Минутная пауза. Делянов глядит в душу юноши. Ухмыляется. Нюхает табак.

– Небось меня ругал?..

– Т-так точно…

– Старым болваном?..

– Т-т-т…

– Паршивым армяшкой?..

– Ваше…

– Туфлей реакционной?..

Студент на коленях. Делянов хлопотливо поднимает его, усаживает.

– Вот что, милый, ругать меня можете, но избегайте публично… Записочку я вам дам. Только чур…

– Ваше…

– Ну, ну. Денег надо?

Всунув записку и деньги, старик легонько вытолкнул посетителя и скрылся за дверцей под обои…

Такие личные свойства плюс всеобщий упадок настроения создали для Делянова самую благоприятную атмосферу в высшей школе. Усмирять и наказывать ему не приходилось. Когда его преемнику, Сабурову164, на университетском акте дали пощечину165, тот воскликнул:

– Вот уж не ожидал!…

Делянов мог бы воскликнуть так с большим основанием, потому что, зажав университетскую свободу, он утирал слезы студентов.
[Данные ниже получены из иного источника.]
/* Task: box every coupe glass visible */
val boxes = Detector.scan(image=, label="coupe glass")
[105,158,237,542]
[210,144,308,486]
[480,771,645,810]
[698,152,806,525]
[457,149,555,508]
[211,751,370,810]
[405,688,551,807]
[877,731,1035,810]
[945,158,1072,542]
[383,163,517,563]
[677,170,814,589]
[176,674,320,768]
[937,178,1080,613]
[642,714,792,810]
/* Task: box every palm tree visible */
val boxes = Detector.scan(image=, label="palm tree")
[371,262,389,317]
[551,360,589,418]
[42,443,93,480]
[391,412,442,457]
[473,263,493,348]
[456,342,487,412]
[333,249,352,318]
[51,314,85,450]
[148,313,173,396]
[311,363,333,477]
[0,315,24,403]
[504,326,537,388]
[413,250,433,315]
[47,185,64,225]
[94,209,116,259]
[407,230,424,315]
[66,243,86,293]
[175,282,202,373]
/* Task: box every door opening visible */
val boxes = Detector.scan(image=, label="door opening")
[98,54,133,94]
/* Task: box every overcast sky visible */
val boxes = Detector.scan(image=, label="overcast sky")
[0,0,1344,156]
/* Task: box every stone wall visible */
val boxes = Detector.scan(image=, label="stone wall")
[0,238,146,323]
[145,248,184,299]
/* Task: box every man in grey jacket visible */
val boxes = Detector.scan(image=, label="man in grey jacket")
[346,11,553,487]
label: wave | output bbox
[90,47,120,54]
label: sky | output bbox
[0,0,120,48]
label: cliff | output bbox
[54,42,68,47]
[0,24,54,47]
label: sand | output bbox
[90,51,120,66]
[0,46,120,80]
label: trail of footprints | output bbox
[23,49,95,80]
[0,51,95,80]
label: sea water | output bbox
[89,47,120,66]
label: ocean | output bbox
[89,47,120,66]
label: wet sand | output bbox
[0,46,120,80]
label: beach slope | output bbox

Самой мрачной тучей на его горизонте была ссора Победоносцева с Толстым. При всей своей дипломатичности Делянов не мог в ней не принять, по внешности, стороны последнего; нельзя же было добровольно сдать атрибуты своего ведомства в чужое. Но, затертый между двумя жерновами, он изворачивался. Когда Толстой однажды послал меня к Делянову, чтобы поговорить о школах, старик, гладя меня по руке, уговаривал: Помягче, голубчик, помягче!… Вы во какой молодой… Церковная школа дрянь. Кто же спорит. Но церковь, знаете, церковь… А земство – земство… Выбирать приходится между пьяным попом и анархистом школьным учителем… Нелегко… Ну, как-нибудь. Авось Константин Петрович (Победоносцев) уступит… И Дмитрий Андреевич (Толстой) не разгневается… По-хорошему, молодой друг мой, по-хорошему… Кланяйтесь графу! Голова!… Не Лорису чета…

И, ласково выпроводив меня, старик скрывался за дверью в уборную.

У Делянова был свой крест – жена. Насколько он был прост, доступен и старомоден, настолько она была высокомерна, горда. Покуда внизу у Делянова чередовались нищие студенты и учителя, в салонах графини наверху сменялись графы и князья. Как могла съютиться такая парочка, не ведаю.